Burrow didn’t throw to an open receiver as often, only doing so 76.9% of the time, but that reflects a more aggressive downside passing game that regularly relied on the skills of Ja’Marr Chase and his quarterback. infallible precision.

This season, Burrow led the NFL in delivering an accurate, well-thrown ball on 86.1% of his pass attempts as his skill matched perfectly with a more ambitious passing game. No player has produced more passes over 50 yards than Burrow with 12. Next on the list is Stafford with 10.

“It’s very different, it’s a lot wider than you would see with Sean’s offense, the Bengals are a spread team, they play shotgun, they have one of the widest formations on average throughout the NFL, they don’t do a lot of things the Rams do,” Mays said of the Bengals offense.

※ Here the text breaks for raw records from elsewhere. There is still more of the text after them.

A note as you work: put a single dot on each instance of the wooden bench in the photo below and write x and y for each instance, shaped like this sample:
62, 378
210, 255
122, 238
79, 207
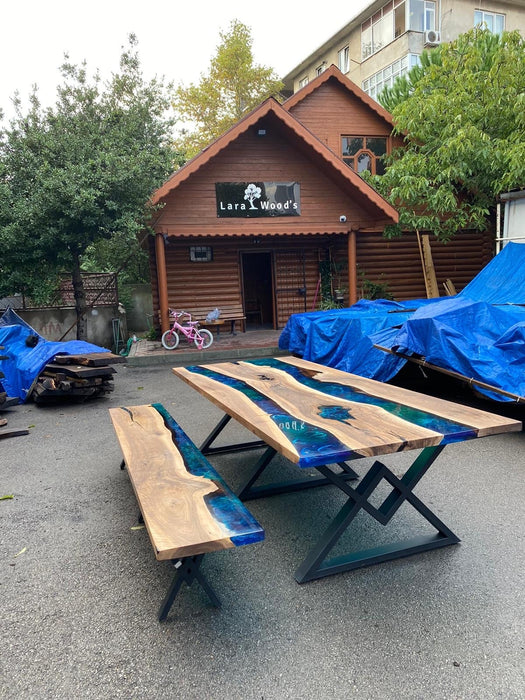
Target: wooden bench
186, 506
230, 313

“I think it’s really suited, that’s who we are, we have a real X receiver on the outside, we honestly have two because of what Tee Higgins is, we don’t need to worry about all these groups and stacks and things like that, and they run very little play action, you think about the fact that Zac was under Sean in 2018 when the Rams were running play action 38% of the time or what whatever, and the Bengals are under 20 with one of the lowest rates in the entire NFL.”

Matt LaFleur weaponized the plan in Green Bay via the genius of Aaron Rodgers, McVay shaped it around Stafford following the trade that sent Jared Goff to Detroit and stepped away from the game somewhat while Shanahan leaned heavily on the run with the 49ers. McDaniel, O’Connell and Hackett will surely recreate the system to fit into their respective talent pools and ultimately what owners and GMs buy when they invest in an offense assistant McVay and Shanahan is not the scheme, but the ingenuity these coaches benefit from their association with two of the most talented footballing minds of this generation.

“I think what people are looking for when they hire all these Sean assistants is not necessarily that we want this offensive system, it’s that we want whatever environment that comes with these guys from here,” observes Mays. “Brandon Staley is not an offensive coach and they hired him as head coach anyway.

“I think they’re trying to capture what that kind of football idea incubator is, which I think is what they’re trying to exploit as much as the real Xs and O’s of the attacking scheme.”